The initial level of newly incoming data is 0. We focus on the newer data first, in other words the selection operations are preferentially performed on level 0. The advantage of doing this is to reduce write amplification.

  1. Calculate the depth of each point and the overlaps of the block, and summarize to get avg_depth. The algorithm has already been reflected in system$clustering_information, and will not be repeated here. The ideal result for avg_depth is 1. In order to achieve roughly ordering, consider defining a threshold or a ratio (threshold = blocks_num * ratio). As long as avg_depth is not greater than this threshold, the blocks at this level can be considered well-clustered, then we perform block selection on the next level.

  2. Select the point range (one or more) with the highest depth, and select the blocks covered by the range as a set of objects for the next block-merge. If there is more than one range with the highest depth, there may be multiple sets of blocks that can be parallelized during block-merge.

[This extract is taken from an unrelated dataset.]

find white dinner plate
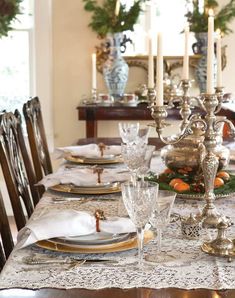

1. The cluster key may be created or altered when the table has data, so there may be blocks that are not sorted according to the cluster key. Consider temporarily ignoring such blocks when doing recluster.

2. If the cluster key of a block has only one value (the maximum and minimum values are equal, reaching the constant state) and its row_num is 1_000_000, set its level to -1 and filter it out when doing recluster.

3. The selected blocks maybe need to consider the total size, otherwise the sorting may be out of memory.

Block Merge

Sort and merge the collected blocks. After the merged block exceeds a certain threshold (1_000_000 rows), it will be divided into multiple blocks. The newly generated block is put into the next level.

Organize the blocks and generate new segments and snapshot, and finally update table meta. If there is a new DML execution during this period, the current workflow will fail to commit and return an error. We need to consider the specific processing flow later.

The selection and merge operation is repeated until the table is well clustered enough.